El Metropolitan Museum of Art de Nueva York ha anunciado la adquisición de una pintura del Renacimiento recién redescubierta, identificada como Madonna and Child with Saint John the Evangelist (1512/1513) del notable artista del siglo XVI, Rosso Fiorentino. Este descubrimiento es de vital importancia para la historia del arte.
Durante un reciente proceso de conservación, se eliminaron capas de pintura que ocultaban la figura de San Juan Evangelista, ubicada en la parte inferior derecha del lienzo. La atribución de la obra había sido objeto de debate, con algunos expertos asignándola a Rosso y otros a un artista contemporáneo. Anteriormente, la pintura había sido fechada en 1520 y titulada simplemente Madonna and Child.
Esta obra, considerada perdida durante siglos, ya ha sido exhibida en la sección de pinturas europeas del Met. Rosso Fiorentino, conocido como Giovanni Battista di Jacopo, nació en 1494 en Florencia y se destacó por su estilo innovador, el cual se describía en el seminal texto de Giorgio Vasari, Vidas de los más excelentes pintores, escultores y arquitectos. En el texto, Vasari menciona que Rosso logró un importante encargo al presentar al mecenas Fra Jacopo una pintura que representaba a la Virgen y el Niño con una figura de San Juan.
Las obras de Rosso son extremadamente escasas, con solo unas dos docenas sobrevivientes, y muchas de ellas permanecen sin documentar o inacabadas. Stephan Wolohojian, comisario del departamento de pintura europea del Met, destacó la relevancia de la obra en la discusión crítica del arte desde sus inicios. Vasari se refería al estilo de Rosso como maniera moderna, un término que eventualmente daría origen al concepto de Mannerismo.
En la pintura redescubierta, los rasgos exagerados de sus figuras reflejan características del Mannerismo, concebido como una respuesta a la armonía y proporción del Alto Renacimiento, representado por artistas como Leonardo da Vinci y Rafael.
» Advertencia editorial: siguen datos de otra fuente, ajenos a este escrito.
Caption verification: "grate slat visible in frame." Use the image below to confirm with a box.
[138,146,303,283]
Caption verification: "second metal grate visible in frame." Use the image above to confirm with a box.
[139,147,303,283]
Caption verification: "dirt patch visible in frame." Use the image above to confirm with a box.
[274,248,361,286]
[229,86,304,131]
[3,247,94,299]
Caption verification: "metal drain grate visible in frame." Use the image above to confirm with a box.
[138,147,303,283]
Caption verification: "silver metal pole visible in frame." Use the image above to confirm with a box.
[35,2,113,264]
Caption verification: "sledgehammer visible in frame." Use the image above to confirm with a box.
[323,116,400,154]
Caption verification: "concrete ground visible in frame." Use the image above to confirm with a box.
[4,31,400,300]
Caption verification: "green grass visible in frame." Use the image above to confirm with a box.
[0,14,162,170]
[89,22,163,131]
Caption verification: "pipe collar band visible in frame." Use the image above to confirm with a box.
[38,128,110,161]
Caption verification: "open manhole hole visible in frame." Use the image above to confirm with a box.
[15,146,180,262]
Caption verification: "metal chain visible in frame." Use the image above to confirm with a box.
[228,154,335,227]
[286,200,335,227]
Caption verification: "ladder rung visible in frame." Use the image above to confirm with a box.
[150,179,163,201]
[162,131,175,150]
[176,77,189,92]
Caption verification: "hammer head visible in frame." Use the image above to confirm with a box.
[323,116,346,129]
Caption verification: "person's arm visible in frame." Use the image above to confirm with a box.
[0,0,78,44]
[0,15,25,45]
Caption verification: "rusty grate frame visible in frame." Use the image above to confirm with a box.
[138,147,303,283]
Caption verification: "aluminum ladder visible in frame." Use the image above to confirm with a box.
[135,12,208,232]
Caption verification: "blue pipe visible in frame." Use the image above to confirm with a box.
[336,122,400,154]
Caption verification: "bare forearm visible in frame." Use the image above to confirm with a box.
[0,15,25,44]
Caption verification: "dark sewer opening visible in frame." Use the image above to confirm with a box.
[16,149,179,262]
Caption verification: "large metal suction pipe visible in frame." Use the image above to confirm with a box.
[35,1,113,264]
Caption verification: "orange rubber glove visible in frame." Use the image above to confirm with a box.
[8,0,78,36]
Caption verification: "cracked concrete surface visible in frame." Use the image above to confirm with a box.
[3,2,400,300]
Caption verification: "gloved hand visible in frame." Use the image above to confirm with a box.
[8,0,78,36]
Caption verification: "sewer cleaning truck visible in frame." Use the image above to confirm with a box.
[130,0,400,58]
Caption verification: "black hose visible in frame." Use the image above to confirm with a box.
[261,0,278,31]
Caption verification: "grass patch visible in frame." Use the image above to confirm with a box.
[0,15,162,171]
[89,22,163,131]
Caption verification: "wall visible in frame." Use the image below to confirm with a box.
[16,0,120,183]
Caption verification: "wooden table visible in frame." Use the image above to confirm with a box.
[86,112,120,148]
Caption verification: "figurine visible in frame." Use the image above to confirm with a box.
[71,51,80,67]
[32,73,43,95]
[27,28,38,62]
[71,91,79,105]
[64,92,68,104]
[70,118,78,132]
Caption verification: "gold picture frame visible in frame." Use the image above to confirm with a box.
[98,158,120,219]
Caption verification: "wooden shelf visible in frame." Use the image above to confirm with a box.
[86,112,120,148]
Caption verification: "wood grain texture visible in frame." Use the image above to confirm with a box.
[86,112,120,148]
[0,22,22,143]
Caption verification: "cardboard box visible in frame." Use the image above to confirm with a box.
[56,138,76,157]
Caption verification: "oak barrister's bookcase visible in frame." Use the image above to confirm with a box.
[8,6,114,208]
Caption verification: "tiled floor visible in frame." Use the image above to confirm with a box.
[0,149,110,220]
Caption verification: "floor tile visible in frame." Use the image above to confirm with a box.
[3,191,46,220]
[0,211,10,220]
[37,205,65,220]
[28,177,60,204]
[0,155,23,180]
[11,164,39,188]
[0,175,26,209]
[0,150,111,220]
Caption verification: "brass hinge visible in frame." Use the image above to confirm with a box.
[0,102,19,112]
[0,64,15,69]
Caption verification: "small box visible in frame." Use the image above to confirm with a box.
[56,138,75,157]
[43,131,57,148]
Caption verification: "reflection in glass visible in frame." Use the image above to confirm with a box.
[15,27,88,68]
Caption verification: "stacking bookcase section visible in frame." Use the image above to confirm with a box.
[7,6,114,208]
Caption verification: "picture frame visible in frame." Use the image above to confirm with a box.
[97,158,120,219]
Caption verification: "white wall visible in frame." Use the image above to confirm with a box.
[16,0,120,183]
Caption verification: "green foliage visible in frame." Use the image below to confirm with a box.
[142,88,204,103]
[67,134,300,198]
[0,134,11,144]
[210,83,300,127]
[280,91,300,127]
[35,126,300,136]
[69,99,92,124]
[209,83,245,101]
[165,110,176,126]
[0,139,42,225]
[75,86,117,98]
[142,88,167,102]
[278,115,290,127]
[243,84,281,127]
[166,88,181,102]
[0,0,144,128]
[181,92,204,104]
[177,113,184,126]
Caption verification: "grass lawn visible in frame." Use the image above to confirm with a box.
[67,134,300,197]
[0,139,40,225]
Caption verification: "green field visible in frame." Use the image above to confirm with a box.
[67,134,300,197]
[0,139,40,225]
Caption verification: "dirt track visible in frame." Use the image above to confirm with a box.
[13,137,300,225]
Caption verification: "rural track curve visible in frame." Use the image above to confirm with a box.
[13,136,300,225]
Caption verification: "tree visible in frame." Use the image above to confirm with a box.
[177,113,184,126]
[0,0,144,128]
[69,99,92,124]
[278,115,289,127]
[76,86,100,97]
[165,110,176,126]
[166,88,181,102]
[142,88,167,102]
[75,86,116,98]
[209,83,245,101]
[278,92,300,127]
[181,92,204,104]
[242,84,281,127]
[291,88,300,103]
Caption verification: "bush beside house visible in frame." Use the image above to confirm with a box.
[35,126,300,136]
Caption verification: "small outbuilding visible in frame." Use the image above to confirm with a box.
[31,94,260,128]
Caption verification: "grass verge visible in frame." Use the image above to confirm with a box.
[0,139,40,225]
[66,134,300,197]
Por ejemplo, la expresión traviesa en el rostro del Niño Jesús y su notable musculatura son detalles que resaltan la intención artística de Rosso.
Max Hollein, director y CEO del Met, comentó que la original disposición de las figuras y sus atrevidas posturas transforman lo que podría ser un tipo devocional familiar en un encuentro cargado de emoción que invita al espectador a una experiencia compleja de ver, sentir y creer.
Rosso Fiorentino, de cabello rojo, se inscribió en el gremio de artistas Arte degli Speziali en 1517, y recibió un encargo decisivo al año siguiente con el retablo de Santa María Nueva, consolidándose como uno de los artistas más importantes del Mannerismo. A pesar de que poco se sabe de sus primeros años, se trasladó a Roma y luego a Francia, donde murió en 1540, siendo pintor de la corte del rey Francisco I.
Este redescubrimiento no solo representa una obra rara y crucial de uno de los pintores más influyentes del siglo XVI, sino que también reconfigura nuestra comprensión del primer trabajo de Rosso y la evolución de las composiciones más expresivas en la pintura florentina del siglo XVI.